We read with great interest the article published recently by Yagüe et al.1 about the importance of electromyographic study in the diagnosis of orthostatic tremor. Our intention is not to assess the pathophysiological-diagnostic aspect of the article, brilliantly exposed by the authors who provide electromyographic concepts that demonstrate the growing and undeniable importance of electrophysiological analysis in the study of movement disorders. As the authors note, orthostatic tremor is an idiopathic motor disorder, although its possible association with pons lesions2 or cerebellar degeneration3,4 has been reported. Both of these constitute symptomatic forms of orthostatic tremor. It has been speculated that these anatomical structures (brainstem and cerebellum) could be directly involved in the pathogenesis and modulation of orthostatic tremor,5,6 in a manner similar to what might happen in essential tremor.7–9 We have noted that, in the case presented by Yagüe et al.,1 the patient presented a deficiency of vitamin B12 in her medical history, and this has motivated us to write this letter to highlight the possible association existing between orthostatic tremor and vitamin B12 deficiency.

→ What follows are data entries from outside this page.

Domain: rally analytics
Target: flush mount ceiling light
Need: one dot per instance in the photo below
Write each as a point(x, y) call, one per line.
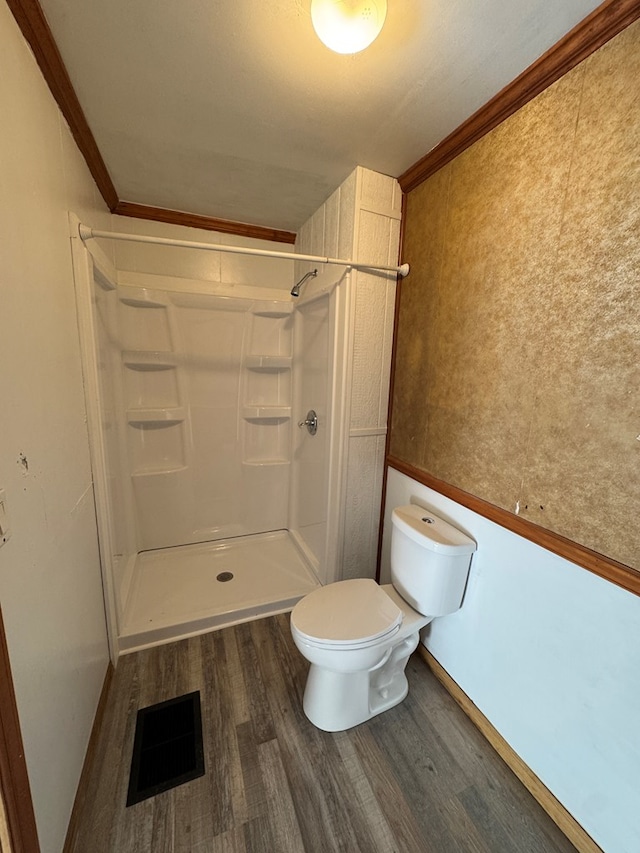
point(348, 26)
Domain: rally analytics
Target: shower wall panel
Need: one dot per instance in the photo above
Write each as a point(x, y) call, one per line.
point(207, 405)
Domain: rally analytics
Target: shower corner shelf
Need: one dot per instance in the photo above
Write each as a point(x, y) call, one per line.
point(139, 473)
point(141, 297)
point(148, 360)
point(154, 418)
point(268, 362)
point(266, 413)
point(272, 308)
point(265, 463)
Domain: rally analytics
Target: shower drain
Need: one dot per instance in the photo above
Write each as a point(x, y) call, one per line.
point(224, 576)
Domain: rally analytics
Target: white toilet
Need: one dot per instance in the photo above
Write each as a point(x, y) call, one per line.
point(358, 636)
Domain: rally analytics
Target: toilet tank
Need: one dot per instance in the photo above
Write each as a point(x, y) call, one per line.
point(430, 560)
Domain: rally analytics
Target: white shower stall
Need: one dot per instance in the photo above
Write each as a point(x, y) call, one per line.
point(214, 506)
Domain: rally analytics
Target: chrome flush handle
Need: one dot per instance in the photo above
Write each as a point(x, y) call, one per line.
point(311, 422)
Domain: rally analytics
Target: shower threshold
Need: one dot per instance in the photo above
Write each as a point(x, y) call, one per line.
point(175, 592)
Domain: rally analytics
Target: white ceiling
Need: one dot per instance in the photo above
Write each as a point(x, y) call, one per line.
point(234, 109)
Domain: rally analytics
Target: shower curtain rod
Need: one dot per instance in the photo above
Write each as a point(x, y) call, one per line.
point(87, 233)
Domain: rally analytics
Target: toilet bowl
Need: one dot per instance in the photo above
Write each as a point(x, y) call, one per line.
point(353, 678)
point(358, 635)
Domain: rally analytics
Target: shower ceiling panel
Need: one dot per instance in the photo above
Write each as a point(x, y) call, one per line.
point(237, 110)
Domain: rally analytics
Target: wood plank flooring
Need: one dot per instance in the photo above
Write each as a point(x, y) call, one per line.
point(418, 779)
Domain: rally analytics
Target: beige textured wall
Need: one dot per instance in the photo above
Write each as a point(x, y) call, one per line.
point(518, 363)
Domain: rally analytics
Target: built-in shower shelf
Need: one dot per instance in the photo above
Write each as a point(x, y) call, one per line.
point(265, 463)
point(156, 418)
point(148, 360)
point(266, 413)
point(157, 472)
point(269, 363)
point(272, 308)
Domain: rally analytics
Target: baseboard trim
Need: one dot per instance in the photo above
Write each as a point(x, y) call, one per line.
point(553, 807)
point(87, 767)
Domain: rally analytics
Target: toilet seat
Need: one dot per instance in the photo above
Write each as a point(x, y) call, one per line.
point(349, 614)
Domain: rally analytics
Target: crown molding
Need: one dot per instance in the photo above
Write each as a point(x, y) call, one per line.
point(597, 29)
point(35, 29)
point(208, 223)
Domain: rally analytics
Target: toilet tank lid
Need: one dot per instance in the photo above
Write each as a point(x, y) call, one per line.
point(430, 531)
point(346, 612)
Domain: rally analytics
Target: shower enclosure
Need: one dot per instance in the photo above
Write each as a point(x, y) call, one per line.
point(213, 505)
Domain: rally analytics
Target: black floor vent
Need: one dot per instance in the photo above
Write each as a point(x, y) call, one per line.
point(167, 750)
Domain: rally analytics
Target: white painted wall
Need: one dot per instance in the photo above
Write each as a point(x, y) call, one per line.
point(50, 585)
point(361, 220)
point(549, 654)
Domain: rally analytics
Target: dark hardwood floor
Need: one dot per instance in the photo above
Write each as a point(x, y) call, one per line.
point(418, 779)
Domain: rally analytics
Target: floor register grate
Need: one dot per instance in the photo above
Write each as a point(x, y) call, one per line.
point(167, 749)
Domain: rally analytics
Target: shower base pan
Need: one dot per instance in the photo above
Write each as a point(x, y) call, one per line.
point(183, 591)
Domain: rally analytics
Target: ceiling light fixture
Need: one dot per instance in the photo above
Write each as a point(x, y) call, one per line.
point(348, 26)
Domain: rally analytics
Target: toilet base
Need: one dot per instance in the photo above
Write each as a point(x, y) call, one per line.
point(336, 701)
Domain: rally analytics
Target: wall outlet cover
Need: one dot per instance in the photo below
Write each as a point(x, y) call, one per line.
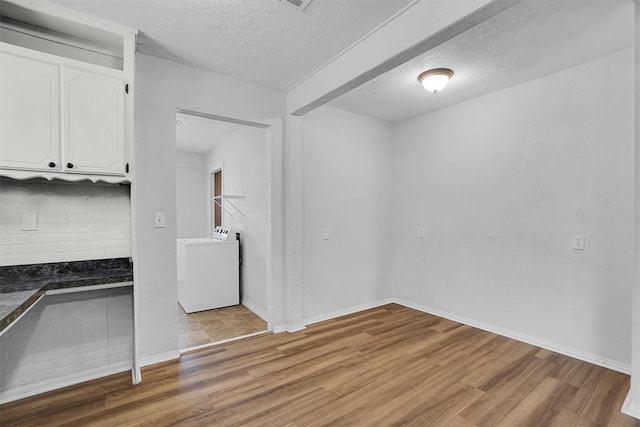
point(29, 221)
point(159, 220)
point(578, 242)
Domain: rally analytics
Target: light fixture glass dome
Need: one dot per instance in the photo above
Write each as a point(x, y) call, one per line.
point(435, 80)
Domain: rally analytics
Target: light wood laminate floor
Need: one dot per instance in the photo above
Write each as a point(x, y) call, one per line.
point(385, 366)
point(205, 327)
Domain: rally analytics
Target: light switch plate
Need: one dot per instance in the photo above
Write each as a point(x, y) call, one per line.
point(29, 221)
point(159, 220)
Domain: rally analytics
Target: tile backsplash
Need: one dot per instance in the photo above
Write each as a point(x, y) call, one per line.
point(75, 221)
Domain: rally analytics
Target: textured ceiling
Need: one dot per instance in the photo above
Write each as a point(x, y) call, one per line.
point(528, 41)
point(270, 42)
point(201, 135)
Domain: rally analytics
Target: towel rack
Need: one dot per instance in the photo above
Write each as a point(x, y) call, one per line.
point(228, 198)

Eleven years ago, our group published the case of a patient with orthostatic tremor who also suffered vitamin B12 deficiency.10 While we recognise that this association is difficult to justify from the standpoint of biological plausibility, the fact that, following the reinstatement of the deficient vitamin, the tremor disappeared does strengthen this causal association. Since then, other cases have been published in which vitamin B12 deficiency has been associated with tremor.11,12 Furthermore, several neuroimaging studies have revealed abnormalities in the cerebellum and pons of patients with vitamin B12 deficiency.13,14 We believe these studies lend plausibility to the hypothesis of there being a causal inference between vitamin B12 deficiency and orthostatic tremor.

References
[1]
S. Yagüe, M. Veciana, J. Pedro, J. Campdelacreu.
Importancia del estudio electromiográfico en el diagnóstico del temblor ortostático.
Neurología, 26 (2011), pp. 53-54
[2]
J. Benito-León, J. Rodríguez, M. Ortí-Pareja, L. Ayuso-Peralta, F.J. Jiménez-Jiménez, J.A. Molina.
Symptomatic orthostatic tremor in pontine lesions.
Neurology, 49 (1997), pp. 1439-1441
[3]
J. Benito-León, J. Rodríguez.
Orthostatic tremor with cerebellar ataxia.
J Neurol, 245 (1998), pp. 815
[4]
M.U. Manto, F. Setta, B. Legros, J. Jaquy, E. Godeaux.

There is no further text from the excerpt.